Anirul schaffte es, sich auf dem Bett aufzusetzen, und kämpfte gegen einen Schwächeanfall. Sie fühlte sich beinahe wieder gesund. Vorläufig.
Margot Fenring und Mohiam kamen ins Schlafzimmer geeilt. Ihre besorgten Mienen hätte ihnen einen ernsten Tadel eingebracht, wenn es Anirul besser gegangen wäre.

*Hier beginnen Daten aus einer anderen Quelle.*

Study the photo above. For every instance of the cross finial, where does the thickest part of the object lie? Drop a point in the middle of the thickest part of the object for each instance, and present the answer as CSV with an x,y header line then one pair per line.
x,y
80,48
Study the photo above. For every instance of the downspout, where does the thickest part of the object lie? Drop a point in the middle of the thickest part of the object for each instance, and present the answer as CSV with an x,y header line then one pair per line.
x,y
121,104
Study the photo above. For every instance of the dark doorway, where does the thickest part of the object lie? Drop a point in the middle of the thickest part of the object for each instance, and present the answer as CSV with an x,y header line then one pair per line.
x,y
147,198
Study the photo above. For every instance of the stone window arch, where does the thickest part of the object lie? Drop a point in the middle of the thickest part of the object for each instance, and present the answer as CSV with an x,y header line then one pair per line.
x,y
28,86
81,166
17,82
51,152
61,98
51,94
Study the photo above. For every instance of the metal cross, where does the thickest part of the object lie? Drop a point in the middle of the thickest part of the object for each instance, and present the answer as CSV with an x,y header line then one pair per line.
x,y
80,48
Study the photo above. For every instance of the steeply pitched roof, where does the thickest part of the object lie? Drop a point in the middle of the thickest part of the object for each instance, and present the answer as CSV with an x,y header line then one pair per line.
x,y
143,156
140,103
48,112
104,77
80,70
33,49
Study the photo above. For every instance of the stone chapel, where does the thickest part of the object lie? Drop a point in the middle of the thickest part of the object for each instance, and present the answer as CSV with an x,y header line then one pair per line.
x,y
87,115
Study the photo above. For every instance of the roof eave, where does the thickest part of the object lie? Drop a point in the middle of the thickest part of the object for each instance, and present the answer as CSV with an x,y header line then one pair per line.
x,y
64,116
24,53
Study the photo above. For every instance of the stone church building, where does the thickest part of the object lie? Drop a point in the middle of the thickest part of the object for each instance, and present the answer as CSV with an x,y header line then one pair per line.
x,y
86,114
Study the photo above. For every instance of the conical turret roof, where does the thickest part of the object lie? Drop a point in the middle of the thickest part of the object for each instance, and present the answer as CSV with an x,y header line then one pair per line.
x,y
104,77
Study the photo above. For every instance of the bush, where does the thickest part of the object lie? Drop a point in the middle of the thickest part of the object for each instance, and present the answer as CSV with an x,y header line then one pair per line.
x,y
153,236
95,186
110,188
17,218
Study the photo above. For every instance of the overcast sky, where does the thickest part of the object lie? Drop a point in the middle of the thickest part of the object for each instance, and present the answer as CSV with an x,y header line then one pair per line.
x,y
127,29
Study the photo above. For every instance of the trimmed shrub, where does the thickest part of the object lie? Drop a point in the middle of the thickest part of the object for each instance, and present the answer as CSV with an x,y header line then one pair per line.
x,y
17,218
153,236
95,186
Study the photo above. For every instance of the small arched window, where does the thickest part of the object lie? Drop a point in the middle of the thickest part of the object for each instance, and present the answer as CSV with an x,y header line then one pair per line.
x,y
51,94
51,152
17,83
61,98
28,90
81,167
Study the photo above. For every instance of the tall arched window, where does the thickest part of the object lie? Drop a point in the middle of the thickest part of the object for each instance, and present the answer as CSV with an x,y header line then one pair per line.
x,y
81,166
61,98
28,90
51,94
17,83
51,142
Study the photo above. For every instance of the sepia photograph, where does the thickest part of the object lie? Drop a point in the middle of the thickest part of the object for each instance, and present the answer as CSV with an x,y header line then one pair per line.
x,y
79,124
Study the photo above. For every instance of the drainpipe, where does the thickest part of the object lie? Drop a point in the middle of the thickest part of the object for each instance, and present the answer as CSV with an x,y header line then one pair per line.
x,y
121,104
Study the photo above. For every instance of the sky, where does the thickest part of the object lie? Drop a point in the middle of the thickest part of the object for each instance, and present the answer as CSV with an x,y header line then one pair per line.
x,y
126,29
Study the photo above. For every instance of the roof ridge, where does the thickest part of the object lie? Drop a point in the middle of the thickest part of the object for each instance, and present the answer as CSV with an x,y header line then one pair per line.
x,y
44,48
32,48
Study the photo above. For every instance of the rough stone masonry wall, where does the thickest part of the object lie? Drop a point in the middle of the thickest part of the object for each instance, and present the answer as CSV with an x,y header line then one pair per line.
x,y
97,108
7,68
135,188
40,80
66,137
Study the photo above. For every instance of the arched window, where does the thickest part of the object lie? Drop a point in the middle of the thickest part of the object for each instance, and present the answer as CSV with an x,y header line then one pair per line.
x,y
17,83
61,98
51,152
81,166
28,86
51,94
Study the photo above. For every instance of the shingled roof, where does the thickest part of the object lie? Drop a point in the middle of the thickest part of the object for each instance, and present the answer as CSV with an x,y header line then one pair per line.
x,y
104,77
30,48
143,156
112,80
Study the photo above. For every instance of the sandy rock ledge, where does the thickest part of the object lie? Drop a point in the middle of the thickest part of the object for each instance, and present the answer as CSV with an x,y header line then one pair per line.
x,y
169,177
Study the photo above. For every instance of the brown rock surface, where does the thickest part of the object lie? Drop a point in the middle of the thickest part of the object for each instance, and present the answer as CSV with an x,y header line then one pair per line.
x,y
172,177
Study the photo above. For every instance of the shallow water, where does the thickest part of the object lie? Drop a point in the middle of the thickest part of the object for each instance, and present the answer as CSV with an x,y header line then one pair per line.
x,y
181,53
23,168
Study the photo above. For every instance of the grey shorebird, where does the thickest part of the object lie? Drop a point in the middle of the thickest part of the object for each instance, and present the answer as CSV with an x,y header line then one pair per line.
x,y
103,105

Margot änderte die Polarität des Filterfelds vor einer Terrassentür und ließ helles Sonnenlicht in den Raum. Anirul hielt sich eine Hand vor die Augen und setzte sich gerader, damit die warmen, goldenen Strahlen ihre Haut erreichten. »Ich kann mein Leben nicht in Dunkelheit verbringen.«
Dann erzählte sie ihren aufmerksamen Zuhörerinnen vom Albtraum, in dem sie ein Wüstensandwurm gewesen war, der vor einem unsichtbaren und unbekannten Verfolger floh. »Ich muss herausfinden, was dieser Traum bedeutet, solange ich noch eine frische Erinnerung an den Schrecken habe.« Ihre Gesichtshaut fühlte sich allmählich heiß an, als hätte sie durch ihre Vision einen Sonnenbrand erlitten.

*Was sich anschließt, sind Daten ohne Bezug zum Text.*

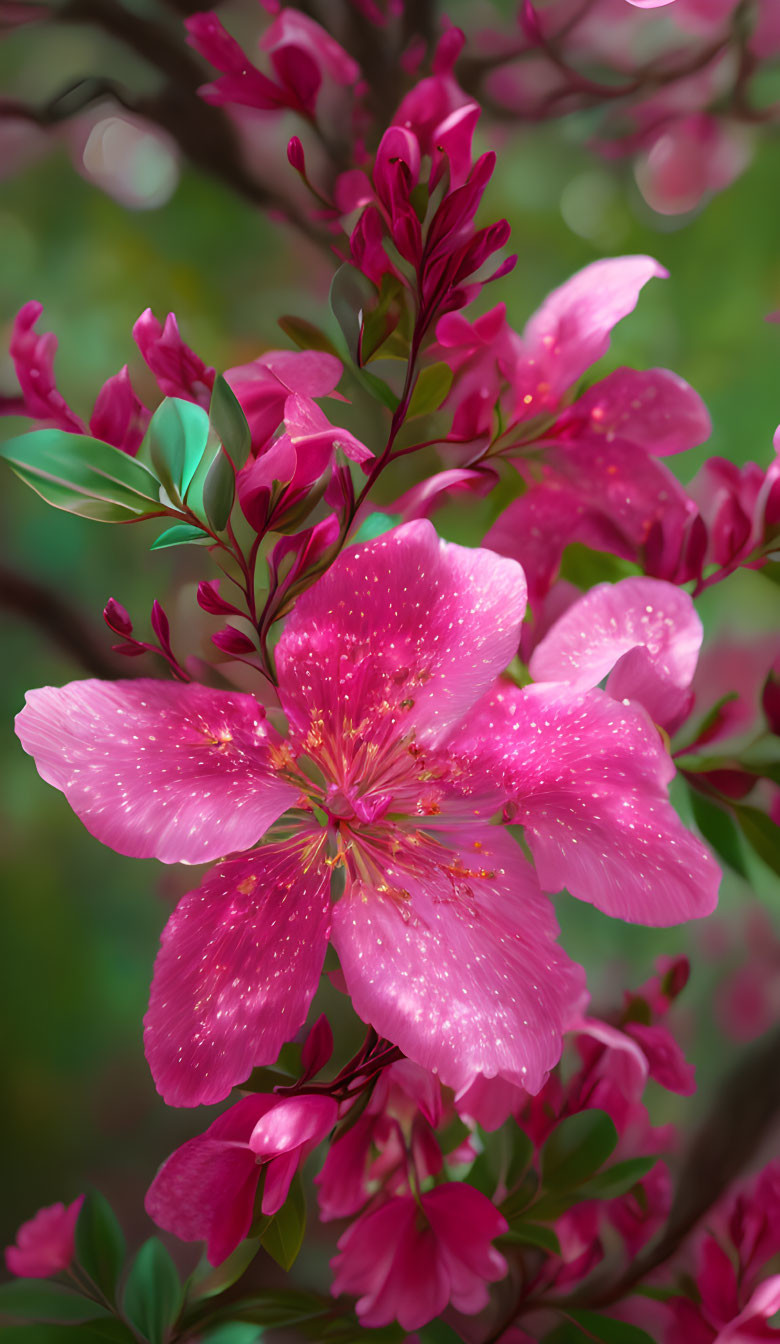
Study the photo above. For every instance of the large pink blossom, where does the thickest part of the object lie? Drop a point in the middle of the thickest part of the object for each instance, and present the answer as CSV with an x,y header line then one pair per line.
x,y
409,1258
401,750
45,1245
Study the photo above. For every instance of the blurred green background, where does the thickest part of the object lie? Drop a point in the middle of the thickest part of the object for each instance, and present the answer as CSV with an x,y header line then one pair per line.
x,y
78,924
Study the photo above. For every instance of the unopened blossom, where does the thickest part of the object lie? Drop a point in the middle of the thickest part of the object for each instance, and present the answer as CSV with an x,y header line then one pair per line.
x,y
402,751
45,1245
206,1190
408,1260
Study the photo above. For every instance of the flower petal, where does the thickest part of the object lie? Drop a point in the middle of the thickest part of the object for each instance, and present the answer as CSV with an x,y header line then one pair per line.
x,y
455,960
589,777
646,632
237,971
406,626
158,769
572,328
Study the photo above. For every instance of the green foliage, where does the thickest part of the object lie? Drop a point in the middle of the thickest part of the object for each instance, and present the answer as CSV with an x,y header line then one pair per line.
x,y
577,1148
718,829
41,1300
182,534
283,1237
152,1297
431,390
230,422
174,444
593,1327
84,475
100,1243
761,833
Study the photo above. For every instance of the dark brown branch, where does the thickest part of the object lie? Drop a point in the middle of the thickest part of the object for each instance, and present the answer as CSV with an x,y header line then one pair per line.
x,y
55,617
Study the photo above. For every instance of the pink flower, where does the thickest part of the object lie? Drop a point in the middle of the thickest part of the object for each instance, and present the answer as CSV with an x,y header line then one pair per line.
x,y
409,1258
387,678
206,1190
45,1243
643,632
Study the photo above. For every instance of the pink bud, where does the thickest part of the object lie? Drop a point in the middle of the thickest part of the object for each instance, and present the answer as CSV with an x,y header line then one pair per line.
x,y
295,152
117,618
233,641
45,1245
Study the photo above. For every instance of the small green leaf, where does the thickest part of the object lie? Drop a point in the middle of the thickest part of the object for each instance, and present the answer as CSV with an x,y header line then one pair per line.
x,y
351,295
284,1235
761,833
182,534
718,829
591,1325
431,390
219,491
153,1294
207,1281
41,1300
577,1148
100,1243
230,422
374,526
378,389
305,335
533,1234
174,444
84,475
616,1180
108,1331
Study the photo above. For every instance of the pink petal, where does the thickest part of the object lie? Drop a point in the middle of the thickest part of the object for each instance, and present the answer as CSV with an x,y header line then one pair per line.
x,y
646,632
158,769
206,1192
589,777
651,407
237,971
453,958
572,328
406,626
292,1122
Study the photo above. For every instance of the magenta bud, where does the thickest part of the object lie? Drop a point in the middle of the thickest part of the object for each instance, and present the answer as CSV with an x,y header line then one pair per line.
x,y
117,618
233,641
210,601
160,624
295,152
318,1047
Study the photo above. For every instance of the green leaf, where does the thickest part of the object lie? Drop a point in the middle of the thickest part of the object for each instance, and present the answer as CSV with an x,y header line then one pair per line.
x,y
93,1332
305,335
591,1325
533,1234
439,1332
431,390
616,1180
207,1281
761,833
718,829
153,1294
219,491
182,534
41,1300
174,444
284,1235
377,387
230,422
374,526
577,1148
351,295
100,1243
84,475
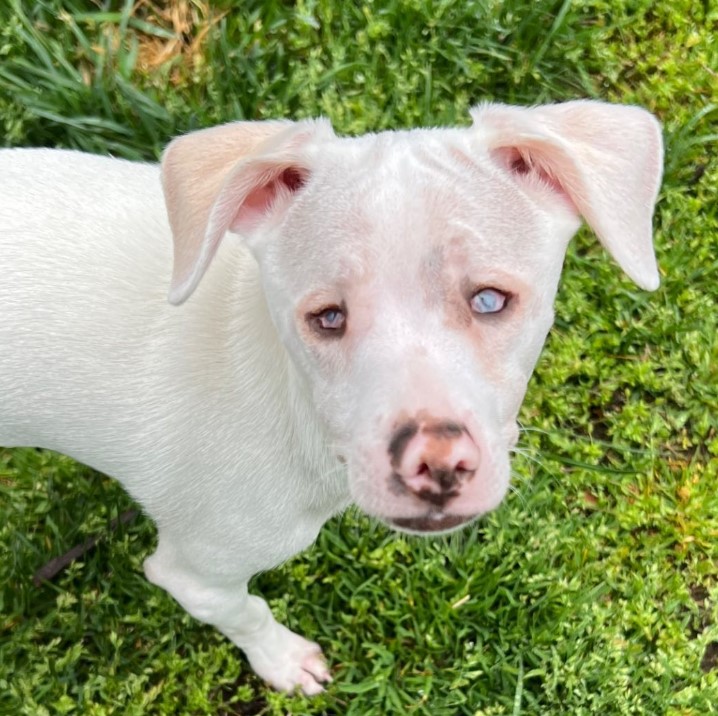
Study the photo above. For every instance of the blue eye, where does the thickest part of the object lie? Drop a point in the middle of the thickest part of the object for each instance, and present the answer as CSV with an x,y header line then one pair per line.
x,y
331,320
488,300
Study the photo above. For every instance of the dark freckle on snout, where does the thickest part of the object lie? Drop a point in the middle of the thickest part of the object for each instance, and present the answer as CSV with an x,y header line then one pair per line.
x,y
445,430
400,440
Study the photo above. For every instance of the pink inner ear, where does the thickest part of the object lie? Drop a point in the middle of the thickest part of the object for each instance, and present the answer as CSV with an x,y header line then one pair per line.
x,y
523,162
258,203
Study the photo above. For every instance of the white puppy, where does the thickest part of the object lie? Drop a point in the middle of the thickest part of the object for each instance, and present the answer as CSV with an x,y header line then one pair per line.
x,y
368,339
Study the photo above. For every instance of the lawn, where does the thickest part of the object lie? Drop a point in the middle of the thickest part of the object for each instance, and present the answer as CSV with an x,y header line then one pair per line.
x,y
594,588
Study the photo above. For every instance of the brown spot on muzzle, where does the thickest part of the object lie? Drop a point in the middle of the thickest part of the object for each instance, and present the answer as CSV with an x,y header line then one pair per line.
x,y
400,440
445,429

Die Medizinschwester wollte ihr den Mund verbieten, aber Anirul scheuchte sie hinaus. Yohsa runzelte missbilligend die Stirn und ließ sie mit den zwei anderen Schwestern allein. Sie schloss die Tür etwas lauter, als nötig gewesen wäre.
Anirul trat barfuß auf die Terrasse hinaus. Doch sie wich nicht vor der Hitze der prallen Sonne zurück, sondern stand nackt und unbefangen da, während ihre Haut die Strahlen absorbierte. »Meine Reise führte mich bis zum Rand des Wahnsinns und wieder zurück.« Sie verspürte ein seltsames Verlangen, sich in ... heißem Sand zu wälzen.
Die drei Schwestern traten neben einen Eterna-Rosenstrauch auf der Terrasse. »Träume werden stets durch bewusste Ereignisse ausgelöst«, zitierte Mohiam eine Weisheit der Bene Gesserit.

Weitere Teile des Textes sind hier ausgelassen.